Psych: Mind Over Magic Page 3
Henry pushed off from the table and wandered out of the room. When he came back, he was carrying a brightly wrapped box about the size of a mediocre dictionary. He tossed it on the table in front of Shawn.
“That’s really special, but didn’t you get anything for Gus?” Shawn said.
“It’s not for you,” Henry said. “I’m in charge of Bud’s gag gift. I need you to deliver it to his bachelor party tonight.”
Gus and Shawn stared at him, not understanding.
“That’s the emergency?” Shawn said finally.
“Maybe ‘emergency’ was a little strong,” Henry said. “But it’s important to me that Bud get this tonight.”
“Just not important enough that you would bother going to his bachelor party.”
“I have my reasons,” Henry said.
“Like what?” Shawn said.
“When a man is preparing to declare lifelong fidelity to one woman, it seems morally wrong to celebrate that by spitting in the face of those vows,” Henry said.

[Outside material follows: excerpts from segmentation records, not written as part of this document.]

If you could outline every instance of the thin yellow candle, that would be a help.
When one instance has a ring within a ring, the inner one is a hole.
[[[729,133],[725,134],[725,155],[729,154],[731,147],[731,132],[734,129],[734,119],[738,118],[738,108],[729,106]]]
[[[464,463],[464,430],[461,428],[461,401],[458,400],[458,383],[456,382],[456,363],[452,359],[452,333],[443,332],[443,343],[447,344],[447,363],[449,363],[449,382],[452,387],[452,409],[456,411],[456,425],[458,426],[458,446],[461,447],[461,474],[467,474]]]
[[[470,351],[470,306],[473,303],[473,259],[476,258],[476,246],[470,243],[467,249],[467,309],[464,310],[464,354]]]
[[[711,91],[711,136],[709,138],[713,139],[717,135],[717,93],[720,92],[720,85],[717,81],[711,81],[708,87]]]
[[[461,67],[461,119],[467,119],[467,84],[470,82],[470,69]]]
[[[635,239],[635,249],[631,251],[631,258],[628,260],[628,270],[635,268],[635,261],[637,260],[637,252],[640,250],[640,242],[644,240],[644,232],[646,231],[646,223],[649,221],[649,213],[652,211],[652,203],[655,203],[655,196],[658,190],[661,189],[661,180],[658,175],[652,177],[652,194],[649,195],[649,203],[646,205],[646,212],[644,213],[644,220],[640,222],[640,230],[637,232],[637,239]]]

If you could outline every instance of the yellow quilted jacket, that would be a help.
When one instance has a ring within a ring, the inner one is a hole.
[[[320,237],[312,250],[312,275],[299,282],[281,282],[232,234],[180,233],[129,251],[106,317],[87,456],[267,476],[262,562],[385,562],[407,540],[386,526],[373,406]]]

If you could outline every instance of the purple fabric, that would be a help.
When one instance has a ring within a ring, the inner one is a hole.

“First of all, vows don’t have faces,” Shawn said. “You’re thinking of cows, which do have faces, but you really don’t want to spit in them, because they can spit back.”
“Those were llamas,” Gus said, remembering that one long afternoon when their elementary class field trip had taken them to a farm. “And the teacher warned you about five hundred times not to taunt them.”
“Second,” Shawn said, “I can’t believe I’m hearing this from a man who organized a bachelor party in Vegas for Earl Mountlock that was so insane the wedding had to be postponed for a week because the judge refused to let the groom out on bail.”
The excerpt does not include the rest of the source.